G is a group and $(ab)^3=a^3b^3$ for all $a,b \in G$. Prove (or disprove with a counterexample) that if $(ab)^3=(ba)^3$, then $ab=ba$.

Question

Proposition. Let $G$ be a group such that $(ab)^3=a^3b^3$ for all $a,b \in G$. If $(ab)^3=(ba)^3$, then $ab=ba$.

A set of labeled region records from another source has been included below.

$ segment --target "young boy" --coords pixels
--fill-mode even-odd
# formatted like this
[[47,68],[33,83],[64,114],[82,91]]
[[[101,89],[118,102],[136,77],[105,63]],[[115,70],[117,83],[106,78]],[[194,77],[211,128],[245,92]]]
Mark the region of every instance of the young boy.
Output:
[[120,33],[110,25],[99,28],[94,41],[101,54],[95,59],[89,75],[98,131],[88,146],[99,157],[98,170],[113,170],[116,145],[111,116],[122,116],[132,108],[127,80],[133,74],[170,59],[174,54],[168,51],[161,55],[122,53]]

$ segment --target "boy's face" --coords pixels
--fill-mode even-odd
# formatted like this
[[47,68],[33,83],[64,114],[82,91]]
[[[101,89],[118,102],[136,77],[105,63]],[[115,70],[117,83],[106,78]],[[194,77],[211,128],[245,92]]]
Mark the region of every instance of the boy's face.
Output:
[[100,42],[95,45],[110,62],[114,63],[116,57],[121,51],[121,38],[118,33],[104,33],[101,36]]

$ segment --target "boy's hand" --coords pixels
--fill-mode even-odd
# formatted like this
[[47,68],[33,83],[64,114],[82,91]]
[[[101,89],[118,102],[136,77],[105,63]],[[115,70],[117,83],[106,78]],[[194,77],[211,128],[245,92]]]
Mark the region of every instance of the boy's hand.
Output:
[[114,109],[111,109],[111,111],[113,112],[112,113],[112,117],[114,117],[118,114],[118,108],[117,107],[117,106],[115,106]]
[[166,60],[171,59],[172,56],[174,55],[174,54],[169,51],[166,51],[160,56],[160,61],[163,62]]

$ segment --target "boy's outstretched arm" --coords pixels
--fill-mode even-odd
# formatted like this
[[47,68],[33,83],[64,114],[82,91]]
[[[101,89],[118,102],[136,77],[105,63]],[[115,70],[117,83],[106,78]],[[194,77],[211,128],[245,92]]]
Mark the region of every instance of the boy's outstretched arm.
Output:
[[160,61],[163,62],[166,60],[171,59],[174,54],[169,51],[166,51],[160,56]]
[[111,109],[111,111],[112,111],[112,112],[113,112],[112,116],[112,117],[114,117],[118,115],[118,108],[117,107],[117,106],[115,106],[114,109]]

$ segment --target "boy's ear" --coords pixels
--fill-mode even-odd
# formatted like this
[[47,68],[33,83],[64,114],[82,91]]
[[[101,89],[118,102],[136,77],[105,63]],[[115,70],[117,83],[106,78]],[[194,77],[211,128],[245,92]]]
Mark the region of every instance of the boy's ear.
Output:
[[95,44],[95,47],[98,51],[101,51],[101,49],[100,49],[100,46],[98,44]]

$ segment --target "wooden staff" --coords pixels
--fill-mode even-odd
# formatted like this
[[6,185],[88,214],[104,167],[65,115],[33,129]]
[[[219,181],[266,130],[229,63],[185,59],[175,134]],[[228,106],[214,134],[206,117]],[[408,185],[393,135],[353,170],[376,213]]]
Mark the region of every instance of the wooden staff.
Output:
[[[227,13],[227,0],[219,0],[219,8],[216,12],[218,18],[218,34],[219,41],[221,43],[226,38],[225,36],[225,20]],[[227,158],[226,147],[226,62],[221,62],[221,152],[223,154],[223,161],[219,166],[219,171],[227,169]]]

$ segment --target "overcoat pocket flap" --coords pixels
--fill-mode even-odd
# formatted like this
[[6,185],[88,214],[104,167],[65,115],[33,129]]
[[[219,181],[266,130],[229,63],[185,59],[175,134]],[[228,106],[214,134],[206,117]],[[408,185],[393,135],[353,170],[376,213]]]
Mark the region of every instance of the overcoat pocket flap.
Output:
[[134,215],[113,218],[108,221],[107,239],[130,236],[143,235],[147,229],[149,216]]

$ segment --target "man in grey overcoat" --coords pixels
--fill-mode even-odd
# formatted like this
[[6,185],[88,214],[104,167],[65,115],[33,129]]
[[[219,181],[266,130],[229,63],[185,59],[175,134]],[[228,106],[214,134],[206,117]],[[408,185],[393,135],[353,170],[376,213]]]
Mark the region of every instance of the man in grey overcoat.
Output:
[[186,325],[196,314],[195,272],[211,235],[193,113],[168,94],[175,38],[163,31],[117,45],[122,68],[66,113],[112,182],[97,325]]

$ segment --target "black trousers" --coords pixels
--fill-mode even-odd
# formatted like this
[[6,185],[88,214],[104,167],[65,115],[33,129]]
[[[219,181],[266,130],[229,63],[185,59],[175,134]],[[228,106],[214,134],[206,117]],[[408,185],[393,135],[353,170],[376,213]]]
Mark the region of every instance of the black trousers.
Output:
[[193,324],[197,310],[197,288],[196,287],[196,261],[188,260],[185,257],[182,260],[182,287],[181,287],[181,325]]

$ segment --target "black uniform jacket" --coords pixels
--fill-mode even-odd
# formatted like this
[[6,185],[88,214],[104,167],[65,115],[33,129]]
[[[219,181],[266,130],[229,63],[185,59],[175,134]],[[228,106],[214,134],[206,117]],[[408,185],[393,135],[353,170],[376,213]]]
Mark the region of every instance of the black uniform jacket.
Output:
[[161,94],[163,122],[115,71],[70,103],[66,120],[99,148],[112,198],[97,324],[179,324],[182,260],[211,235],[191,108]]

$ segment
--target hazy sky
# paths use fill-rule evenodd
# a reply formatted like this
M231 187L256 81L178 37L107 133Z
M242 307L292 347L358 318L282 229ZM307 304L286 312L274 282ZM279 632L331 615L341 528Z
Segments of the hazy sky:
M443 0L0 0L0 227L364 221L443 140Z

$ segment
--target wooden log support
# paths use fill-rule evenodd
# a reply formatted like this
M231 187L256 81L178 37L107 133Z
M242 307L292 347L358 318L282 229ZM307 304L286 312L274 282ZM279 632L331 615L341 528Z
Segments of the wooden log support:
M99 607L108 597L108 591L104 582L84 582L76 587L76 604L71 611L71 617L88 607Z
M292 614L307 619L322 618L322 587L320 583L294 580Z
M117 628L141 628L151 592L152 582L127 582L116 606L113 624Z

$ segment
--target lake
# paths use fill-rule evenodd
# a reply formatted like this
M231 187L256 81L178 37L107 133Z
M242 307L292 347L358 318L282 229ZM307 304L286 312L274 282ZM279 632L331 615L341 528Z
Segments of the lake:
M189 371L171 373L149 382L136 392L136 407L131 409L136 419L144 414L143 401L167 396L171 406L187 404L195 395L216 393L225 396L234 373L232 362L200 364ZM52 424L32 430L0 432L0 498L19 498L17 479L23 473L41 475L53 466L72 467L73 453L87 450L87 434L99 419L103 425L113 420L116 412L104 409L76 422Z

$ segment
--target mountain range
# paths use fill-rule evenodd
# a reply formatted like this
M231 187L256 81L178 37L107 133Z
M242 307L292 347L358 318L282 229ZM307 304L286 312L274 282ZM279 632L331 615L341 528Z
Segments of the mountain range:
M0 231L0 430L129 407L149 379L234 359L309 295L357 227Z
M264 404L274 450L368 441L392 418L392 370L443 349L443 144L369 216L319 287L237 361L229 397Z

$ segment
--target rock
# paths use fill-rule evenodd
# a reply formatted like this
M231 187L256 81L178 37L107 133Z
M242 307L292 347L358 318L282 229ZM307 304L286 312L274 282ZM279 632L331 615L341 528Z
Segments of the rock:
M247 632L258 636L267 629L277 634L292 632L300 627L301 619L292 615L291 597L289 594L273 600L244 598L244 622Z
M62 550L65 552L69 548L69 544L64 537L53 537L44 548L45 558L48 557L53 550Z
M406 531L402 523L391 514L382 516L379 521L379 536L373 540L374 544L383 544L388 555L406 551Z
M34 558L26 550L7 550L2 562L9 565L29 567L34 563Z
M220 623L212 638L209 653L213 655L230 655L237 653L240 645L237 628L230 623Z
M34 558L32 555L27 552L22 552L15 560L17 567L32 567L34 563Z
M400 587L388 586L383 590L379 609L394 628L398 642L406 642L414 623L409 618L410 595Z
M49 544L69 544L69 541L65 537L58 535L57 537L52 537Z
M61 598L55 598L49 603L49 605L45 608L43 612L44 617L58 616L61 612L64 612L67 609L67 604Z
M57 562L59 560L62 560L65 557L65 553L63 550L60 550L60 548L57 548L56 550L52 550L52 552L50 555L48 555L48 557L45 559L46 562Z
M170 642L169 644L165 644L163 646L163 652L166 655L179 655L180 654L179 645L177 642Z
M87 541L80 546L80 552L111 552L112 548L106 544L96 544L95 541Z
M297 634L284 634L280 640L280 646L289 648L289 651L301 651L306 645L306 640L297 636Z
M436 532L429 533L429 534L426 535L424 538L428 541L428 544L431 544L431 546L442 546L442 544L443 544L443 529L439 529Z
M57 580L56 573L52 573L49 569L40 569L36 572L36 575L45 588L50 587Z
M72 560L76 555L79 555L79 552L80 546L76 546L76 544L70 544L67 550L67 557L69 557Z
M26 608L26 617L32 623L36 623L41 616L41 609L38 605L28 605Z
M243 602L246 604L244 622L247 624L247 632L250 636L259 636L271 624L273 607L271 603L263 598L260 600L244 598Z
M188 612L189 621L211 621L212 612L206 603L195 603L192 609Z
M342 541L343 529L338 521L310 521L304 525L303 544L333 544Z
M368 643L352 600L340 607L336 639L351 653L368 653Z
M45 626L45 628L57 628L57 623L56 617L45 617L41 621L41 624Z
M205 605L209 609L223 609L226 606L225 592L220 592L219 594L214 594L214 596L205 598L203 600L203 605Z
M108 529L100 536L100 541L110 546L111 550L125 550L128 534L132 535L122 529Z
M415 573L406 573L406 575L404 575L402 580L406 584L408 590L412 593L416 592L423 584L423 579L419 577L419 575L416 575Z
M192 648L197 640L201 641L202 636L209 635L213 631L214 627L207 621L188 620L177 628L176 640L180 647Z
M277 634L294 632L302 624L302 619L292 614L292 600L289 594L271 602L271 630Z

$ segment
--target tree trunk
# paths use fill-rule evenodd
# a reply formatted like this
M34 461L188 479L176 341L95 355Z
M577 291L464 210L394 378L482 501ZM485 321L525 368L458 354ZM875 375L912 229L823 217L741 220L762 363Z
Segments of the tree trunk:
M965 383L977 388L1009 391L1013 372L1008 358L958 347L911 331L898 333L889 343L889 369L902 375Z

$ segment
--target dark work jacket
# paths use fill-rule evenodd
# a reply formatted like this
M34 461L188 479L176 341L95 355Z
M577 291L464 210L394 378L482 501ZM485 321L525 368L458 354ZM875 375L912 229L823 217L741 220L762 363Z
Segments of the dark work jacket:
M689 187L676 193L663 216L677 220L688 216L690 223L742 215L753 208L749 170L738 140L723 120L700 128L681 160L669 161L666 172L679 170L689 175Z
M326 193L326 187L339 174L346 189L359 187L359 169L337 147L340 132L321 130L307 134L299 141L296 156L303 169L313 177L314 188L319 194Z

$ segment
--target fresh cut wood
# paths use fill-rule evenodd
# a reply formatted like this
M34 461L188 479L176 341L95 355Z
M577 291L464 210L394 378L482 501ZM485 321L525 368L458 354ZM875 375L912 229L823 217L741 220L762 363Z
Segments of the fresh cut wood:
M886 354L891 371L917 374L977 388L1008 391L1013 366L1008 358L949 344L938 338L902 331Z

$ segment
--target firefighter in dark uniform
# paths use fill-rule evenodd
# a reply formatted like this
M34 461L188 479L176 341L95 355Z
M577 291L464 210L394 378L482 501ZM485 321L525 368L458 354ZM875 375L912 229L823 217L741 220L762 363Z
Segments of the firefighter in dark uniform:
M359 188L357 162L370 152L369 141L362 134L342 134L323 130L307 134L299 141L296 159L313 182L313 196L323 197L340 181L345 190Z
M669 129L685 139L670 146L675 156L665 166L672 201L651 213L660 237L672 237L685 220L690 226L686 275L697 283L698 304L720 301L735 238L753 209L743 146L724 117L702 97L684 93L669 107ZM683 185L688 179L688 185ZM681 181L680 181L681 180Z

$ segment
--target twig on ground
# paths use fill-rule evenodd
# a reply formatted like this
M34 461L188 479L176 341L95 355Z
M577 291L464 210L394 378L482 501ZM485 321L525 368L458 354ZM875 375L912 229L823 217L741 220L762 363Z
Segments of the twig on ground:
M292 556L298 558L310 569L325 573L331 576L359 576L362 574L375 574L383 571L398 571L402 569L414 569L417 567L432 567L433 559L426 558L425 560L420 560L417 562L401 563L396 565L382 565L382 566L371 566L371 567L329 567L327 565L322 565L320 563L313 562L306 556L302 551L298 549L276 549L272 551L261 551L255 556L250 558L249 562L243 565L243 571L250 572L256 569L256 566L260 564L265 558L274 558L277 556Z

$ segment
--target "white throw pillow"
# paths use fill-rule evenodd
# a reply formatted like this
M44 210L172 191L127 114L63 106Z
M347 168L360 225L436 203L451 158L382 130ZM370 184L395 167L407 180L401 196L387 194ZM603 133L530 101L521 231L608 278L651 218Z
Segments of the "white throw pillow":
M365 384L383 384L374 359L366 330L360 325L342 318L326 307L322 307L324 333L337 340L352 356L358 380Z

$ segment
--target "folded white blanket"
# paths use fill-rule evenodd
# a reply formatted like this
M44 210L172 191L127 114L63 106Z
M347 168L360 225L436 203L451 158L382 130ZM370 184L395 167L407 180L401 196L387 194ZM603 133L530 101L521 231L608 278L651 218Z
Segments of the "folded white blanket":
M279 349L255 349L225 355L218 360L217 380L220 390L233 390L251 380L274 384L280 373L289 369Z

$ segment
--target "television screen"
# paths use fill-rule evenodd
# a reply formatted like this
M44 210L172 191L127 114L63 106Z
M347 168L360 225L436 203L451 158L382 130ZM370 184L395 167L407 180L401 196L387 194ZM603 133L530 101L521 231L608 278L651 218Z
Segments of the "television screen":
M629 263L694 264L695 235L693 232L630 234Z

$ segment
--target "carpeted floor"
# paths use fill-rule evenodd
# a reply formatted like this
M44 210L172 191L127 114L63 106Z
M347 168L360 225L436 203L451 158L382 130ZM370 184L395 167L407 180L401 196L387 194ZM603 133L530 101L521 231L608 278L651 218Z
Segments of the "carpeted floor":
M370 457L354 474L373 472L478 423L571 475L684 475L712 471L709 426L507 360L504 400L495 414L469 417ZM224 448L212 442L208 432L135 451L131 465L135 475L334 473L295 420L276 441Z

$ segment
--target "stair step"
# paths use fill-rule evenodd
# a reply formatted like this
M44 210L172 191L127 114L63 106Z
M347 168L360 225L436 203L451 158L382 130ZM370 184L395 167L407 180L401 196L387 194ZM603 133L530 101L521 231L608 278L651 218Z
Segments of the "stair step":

Is it true or false? So far I've only been able to prove that powers of $a$ commute with $b^3$ and powers of $b$ with $a^3$.

Answer 1

Hint:

Let $U(3, \mathbb F_3)$ be the group of all $3 \times 3$ upper triangular matrices with all diagonal entries $1$, over the field $\mathbb F_3$. Thus, the elements are all the matrices of the form $$\begin{bmatrix}1 & a & b\\0 & 1 & c\\0 & 0 & 1\end{bmatrix}$$ where $a, b, c \in \mathbb F_3 = \{0,1,2\}$, the field of order $3$.

1. What is the exponent of the group [the least positive $n$ such that $g^n = 1$ for all group elements $g$]? Or: Determine the order of each element.
2. Is the group Abelian?
3. What do Points 1 and 2 imply about the status of the Proposition in this group?